See what few posters showing the shift from Hope To Nope in a decade can do to me. Maybe time to revise my view that all these new modes of communication has no impact on me. The first room also displays material from Hilary Clinton’s presidential campaign and the Remain campaign in the Brexit Referendum which marks a sharp contrast to the output of those “Russian troll farms” and far-right US websites. Appeal to reason or confirmation of prejudice. The Sun’s pastiche of the Bayeux tapestry was new to me: it is pretty funny I admit. Elsewhere my eye was caught by the North Korean anti US propaganda with its mix of revolutionary poster zeal and 60’s pop art, some striking infographics and the spoof VW activism poster from Barnbrook. Overall this space makes a pretty good case of showing that what is sauce for the “levers of power” goose is also sauce for the “critical re-appropriation” gander. Design creates and undermines ideas, identities, governments, nations and corporations. Designers can be apolitical guns for hire or active critical agents.
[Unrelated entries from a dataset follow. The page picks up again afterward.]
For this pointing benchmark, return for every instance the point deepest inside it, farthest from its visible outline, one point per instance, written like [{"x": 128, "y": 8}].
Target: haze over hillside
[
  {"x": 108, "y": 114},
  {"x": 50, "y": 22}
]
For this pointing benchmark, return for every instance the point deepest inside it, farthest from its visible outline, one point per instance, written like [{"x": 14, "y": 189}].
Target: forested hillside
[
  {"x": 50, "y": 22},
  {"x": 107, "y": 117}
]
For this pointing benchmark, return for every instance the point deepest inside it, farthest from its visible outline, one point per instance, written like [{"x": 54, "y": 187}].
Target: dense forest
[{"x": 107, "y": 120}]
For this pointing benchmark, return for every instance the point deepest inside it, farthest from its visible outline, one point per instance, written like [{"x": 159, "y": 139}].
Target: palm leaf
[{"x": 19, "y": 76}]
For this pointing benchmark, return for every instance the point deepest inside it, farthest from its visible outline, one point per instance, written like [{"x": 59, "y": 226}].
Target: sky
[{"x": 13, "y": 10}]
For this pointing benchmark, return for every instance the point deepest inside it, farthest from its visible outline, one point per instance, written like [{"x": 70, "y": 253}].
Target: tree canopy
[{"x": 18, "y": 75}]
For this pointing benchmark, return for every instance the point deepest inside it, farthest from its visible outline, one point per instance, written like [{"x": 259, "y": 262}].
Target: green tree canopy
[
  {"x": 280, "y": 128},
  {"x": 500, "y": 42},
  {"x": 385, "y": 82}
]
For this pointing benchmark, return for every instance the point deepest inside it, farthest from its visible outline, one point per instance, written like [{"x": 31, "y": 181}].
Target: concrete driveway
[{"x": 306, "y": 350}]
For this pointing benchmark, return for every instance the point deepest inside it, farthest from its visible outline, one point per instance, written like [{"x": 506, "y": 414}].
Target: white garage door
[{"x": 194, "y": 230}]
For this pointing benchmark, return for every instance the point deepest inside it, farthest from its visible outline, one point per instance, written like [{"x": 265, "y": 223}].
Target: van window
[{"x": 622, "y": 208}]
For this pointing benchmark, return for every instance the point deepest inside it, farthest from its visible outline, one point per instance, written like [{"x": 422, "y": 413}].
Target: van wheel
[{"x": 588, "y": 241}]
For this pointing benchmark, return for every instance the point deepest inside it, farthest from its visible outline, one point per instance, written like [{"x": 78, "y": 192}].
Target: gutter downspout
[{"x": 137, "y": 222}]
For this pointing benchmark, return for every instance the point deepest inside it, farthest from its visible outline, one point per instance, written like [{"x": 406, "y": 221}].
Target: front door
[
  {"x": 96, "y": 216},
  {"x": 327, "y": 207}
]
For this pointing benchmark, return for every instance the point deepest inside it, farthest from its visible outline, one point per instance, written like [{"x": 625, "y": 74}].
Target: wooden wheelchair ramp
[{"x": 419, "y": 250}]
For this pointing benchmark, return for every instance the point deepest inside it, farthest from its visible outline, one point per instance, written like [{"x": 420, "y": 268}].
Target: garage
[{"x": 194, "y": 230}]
In the Protest space, I was particularly fascinated by the poster designed by Derek Kim, mostly because it is rich in detailed information of the events leading to the financial crisis of 2008. This was not the first, nor will it be the last, but vast buckets of your capital, as in all the hundreds, maybe thousands, of previous financial crises, have been used to steady the ship. I was similarly taken with the Information is Beautiful infogram.
There is a wealth of material drawn from the various Occupy protests and from recent mass protests and marches. Humour, whether satirical, parodic, ironic, sardonic or epigrammatic, has always been, and remains, a vital weapon for getting up the noses of the powerful, or for bursting the bubble of the priggish. They are usually a pretty humourless bunch. Look around at the leaders of the world if you don’t believe. There are some good examples here. Lucille Clerc’s illustrations showing the power of the pen, the Sour Brexit drinks, Oddly Head’s posters about the futility of posters, Sagmeister & Walsh’s pins. Whilst little of the fabric of protest has changed, the speed of dissemination has.
The final space dealing with Personality is a little thinner in terms of ideas and content and the least surprising. You’ll be drawn to the infamous Trump fortune-telling machine and perhaps the Anonymous material with its eye-catching Guy Fawkes mask drawn from a graphic novel and film
I am always wary of people that want you to believe that this time is “different”, “unprecedented”, “grave threats”, “more dangerous”, “massive change”, or any other such hyperbole. We humans, being what we are, are prone to exceptionalism, by identity, geography, or time, and a cursory reading of history will tell you that everyone, ever, has lived in exceptional times. Technology which changes the direction of society isn’t new, to whit the printing press, but this exhibition is an interesting take on the idea that the massive technological leap forward seen in my lifetime has altered the nature of political discourse, and the way graphic design fits into that narrative.